Alternately, note that you could make things very simple :
Prove that the functions $\{1_{\{c\}} : c \in [a,b]\}$ where $1_{\{c\}}$ is the indicator function of $\{c\}$, are Riemann integrable and have Riemann integral zero. This is much easier to do, because you can choose your partitions and compute the upper and lower sum obviously.
From here, obviously by scaling, functions of the form $L 1_{\{c\}}$ are integrable for any number $L$, and their integral is zero.
Suppose $\bar f$ differs from $f$ at finitely many points. Then $\bar f - f$ is a finite sum $\sum_{i=1}^N L_i1_{x_i}$, which is Riemann integrable with integral zero. It follows that $\bar f$ is integrable with the same integral as $f$.

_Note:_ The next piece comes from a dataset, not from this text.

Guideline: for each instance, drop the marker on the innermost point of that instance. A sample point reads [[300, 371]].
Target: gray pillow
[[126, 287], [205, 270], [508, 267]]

EDIT : That the Riemann integral of $1_{\{c\}}$ over $[a,b]$, for $c \in [a,b]$ is zero, follows by considering the partition $P_{\epsilon} : a<c-\epsilon<c+\epsilon<b$ of mesh size $\epsilon$ (for $\epsilon>0$ small enough), which is such that $U(1_{\{c\}},P_{\epsilon}) =2\epsilon$ and $L(f,P_{\epsilon}) = 0$. Therefore, by taking $\epsilon \to 0$, we must have $U(f) \leq 0$, while $L(f) \geq 0$. Hence, $U(f) = L(f)$, as desired.